After 15 Years, Argentina Agrees To Pay Back U.S. Creditors
Argentina ends 15 years in the financial wilderness after agreeing to pay its debts.
Argentina’s debt crisis is finally over.
Argentina’s debt crisis is finally over.
On Thursday, the Argentine Senate voted 54-16 to issue $12.5 billion in bonds. Part of the money raised will be used to pay back $4.65 billion to U.S. hedge funds, most notably Paul Singer’s NML Capital, an offshore subsidiary of Elliott Management. Argentina has refused to pay back its debt since 2001, when it defaulted on loans that represented 150 percent of GDP as its economy collapsed. It again defaulted in 2014 after failing to reach a deal with creditors.

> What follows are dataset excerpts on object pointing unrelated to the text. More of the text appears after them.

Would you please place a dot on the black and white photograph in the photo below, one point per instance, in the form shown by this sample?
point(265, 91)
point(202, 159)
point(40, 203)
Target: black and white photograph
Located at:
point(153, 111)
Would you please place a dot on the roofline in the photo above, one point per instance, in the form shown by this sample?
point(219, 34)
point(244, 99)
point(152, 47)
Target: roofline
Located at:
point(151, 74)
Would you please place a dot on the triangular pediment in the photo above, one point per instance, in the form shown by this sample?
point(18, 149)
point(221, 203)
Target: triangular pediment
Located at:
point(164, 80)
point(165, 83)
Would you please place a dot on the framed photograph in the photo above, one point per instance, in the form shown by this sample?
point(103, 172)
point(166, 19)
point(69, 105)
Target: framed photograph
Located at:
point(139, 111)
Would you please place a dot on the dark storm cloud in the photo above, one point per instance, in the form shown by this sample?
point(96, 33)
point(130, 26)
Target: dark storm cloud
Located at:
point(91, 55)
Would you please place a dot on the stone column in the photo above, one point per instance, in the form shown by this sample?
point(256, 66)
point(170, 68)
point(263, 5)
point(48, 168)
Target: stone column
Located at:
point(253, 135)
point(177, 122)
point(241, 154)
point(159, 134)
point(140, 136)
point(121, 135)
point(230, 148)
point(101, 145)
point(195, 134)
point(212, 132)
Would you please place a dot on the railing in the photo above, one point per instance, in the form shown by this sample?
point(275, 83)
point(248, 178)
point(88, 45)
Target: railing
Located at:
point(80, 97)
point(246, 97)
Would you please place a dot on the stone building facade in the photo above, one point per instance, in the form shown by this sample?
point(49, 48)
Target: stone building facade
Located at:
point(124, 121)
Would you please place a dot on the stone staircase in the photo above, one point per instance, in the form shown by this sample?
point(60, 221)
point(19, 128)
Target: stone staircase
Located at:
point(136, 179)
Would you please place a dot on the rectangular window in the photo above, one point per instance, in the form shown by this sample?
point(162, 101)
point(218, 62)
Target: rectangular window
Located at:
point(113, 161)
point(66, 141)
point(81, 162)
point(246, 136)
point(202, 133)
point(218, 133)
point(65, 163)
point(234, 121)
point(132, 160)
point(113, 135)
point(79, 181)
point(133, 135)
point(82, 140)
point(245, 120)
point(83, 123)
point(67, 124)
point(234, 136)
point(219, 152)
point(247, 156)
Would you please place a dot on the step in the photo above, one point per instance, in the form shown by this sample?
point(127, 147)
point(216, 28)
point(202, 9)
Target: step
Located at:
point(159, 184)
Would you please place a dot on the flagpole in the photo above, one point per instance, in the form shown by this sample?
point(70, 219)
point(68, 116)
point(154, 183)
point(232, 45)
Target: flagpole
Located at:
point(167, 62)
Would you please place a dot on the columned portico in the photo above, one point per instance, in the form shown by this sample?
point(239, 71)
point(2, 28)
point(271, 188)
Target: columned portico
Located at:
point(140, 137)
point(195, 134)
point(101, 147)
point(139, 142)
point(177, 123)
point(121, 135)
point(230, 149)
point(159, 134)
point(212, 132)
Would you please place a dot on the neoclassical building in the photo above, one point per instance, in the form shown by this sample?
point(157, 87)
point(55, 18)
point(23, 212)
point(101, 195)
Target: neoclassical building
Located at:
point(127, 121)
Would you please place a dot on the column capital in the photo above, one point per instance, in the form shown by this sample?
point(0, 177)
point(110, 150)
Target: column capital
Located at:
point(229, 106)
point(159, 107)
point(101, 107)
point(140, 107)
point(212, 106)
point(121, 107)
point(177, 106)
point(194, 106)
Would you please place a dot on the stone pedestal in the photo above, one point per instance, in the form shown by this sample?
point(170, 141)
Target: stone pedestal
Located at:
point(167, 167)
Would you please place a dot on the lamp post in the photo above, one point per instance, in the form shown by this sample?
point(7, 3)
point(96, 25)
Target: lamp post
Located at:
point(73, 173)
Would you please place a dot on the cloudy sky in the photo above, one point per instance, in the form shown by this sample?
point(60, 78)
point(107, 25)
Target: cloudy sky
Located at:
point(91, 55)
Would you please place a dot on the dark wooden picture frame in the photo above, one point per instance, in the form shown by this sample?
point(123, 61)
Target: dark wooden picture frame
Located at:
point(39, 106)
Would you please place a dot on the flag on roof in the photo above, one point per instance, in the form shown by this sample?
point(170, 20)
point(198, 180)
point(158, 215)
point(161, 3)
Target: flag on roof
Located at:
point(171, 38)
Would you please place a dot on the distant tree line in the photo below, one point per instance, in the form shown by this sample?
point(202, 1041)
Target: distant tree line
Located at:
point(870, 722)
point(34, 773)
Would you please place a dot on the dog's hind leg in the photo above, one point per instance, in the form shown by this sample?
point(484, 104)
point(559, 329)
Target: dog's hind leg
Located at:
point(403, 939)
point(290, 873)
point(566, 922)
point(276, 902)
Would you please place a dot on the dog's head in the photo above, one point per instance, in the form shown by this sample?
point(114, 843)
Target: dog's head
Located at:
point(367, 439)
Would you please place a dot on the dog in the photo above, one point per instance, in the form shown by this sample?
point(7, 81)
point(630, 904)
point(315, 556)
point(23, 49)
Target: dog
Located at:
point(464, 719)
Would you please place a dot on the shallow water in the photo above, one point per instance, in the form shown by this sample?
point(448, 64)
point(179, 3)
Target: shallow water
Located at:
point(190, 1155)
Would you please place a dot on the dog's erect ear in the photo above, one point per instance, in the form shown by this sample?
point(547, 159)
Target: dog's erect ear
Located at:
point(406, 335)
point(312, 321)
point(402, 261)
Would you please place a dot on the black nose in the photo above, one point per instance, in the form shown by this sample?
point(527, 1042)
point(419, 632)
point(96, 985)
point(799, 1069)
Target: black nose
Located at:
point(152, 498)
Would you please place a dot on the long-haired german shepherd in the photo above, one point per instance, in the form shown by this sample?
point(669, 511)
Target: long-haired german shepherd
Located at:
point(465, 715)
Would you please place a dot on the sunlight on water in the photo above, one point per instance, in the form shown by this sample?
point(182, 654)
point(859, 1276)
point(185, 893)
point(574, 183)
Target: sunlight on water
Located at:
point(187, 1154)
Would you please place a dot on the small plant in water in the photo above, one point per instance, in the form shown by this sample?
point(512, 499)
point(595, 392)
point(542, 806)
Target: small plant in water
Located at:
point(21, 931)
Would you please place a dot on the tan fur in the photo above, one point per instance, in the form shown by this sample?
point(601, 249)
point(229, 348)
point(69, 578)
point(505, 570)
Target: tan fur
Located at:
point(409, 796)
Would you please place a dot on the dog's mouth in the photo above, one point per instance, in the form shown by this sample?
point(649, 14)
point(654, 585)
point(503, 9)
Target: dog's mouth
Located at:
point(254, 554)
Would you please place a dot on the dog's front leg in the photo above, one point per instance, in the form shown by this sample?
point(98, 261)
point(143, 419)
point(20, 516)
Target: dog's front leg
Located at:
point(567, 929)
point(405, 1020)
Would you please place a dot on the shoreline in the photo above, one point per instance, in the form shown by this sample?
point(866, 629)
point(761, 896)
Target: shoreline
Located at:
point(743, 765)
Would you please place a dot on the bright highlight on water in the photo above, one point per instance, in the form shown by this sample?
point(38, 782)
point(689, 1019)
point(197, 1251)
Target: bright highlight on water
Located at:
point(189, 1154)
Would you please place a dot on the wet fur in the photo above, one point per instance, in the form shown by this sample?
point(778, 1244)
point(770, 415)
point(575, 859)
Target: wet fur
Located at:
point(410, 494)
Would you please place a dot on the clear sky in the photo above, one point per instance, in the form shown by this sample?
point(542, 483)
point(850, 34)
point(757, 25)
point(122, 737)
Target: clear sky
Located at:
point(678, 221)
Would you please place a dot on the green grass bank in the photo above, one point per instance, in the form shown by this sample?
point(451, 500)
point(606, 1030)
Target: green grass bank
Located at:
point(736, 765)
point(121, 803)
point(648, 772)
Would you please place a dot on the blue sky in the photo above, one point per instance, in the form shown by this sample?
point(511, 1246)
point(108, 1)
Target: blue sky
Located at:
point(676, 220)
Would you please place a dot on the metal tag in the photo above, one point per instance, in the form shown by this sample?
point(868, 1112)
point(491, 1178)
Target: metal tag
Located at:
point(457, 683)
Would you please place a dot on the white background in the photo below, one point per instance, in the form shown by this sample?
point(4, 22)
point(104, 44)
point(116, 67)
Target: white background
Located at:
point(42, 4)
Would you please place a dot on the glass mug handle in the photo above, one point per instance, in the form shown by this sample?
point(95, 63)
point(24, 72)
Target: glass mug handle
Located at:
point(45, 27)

The legislation is a victory for conservative President Mauricio Macri, who was elected last November and had made a debt deal a centerpiece of his presidential campaign. The agreement means he can now tap global credit markets for the first time in 15 years, something his cash-strapped nation desperately needs. Former President Cristina Fernandez de Kirchner had refused to pay her country’s debt, calling creditors “vulture funds” who invested in their economy when it was at its weakest.
It’s also a victory for Singer. According to a Bloomberg estimate, Elliott Management will get back $2.28 billion, or about 369 percent of the firm’s $617 million investment in distressed bonds; Singer paid just $117 million for them. The hedge fund did not respond to a request for comment.
The debt deal will level the playing field for Argentina when it comes to the cost of borrowing. It needs money to improve infrastructure, close government spending gaps, and win the confidence of investors. In the past, it had to pay 9 percent interest on loans, nearly double the rates peers like Bolivia and Uruguay were offered.
“This agreement will be great news for economic activity in the country during the next several years,” Eugenio J. Alemán, senior economist at Wells Fargo, said in a recent research note. “Access to the international capital markets means that the administration will reduce or eliminate the need to finance its fiscal deficit by printing money, which has continued to stoke inflation and inflationary expectations.”
After its default — the largest sovereign debt default ever — Argentina’s economy went into the worst recession in the country’s history, leading to unemployment of more than 20 percent, a GDP drop of 11 percent, and riots on Argentine streets that left 27 dead and more than 150 injured. Argentina’s president at the time, Fernando De la Rua, declared a “state of siege.” He was forced to resign, and escaped Casa Rosada, Argentina’s executive residence, in a helicopter as his country’s economy collapsed.
The deal is backed by the White House. At the end of President Barack Obama’s recent visit to Argentina, the Justice Department, in a brief filed March 23 with the 2nd U.S. Circuit Court of Appeals in New York, said the United States has “significant foreign policy interests” to find a “rapid” resolution to the long-simmering debt dispute.
The standoff between Argentina and U.S. hedge funds often turned ugly. In 2012, Singer, who had long resisted giving Buenos Aires any relief on its debt, seized an Argentine naval vessel as a form of repayment. When Argentina won the World Cup semifinals in 2014, fans, celebrating on the streets of Rosario, Argentina’s third-biggest city , chanted, “Vulture funds, stop messing around and agree to the swap.”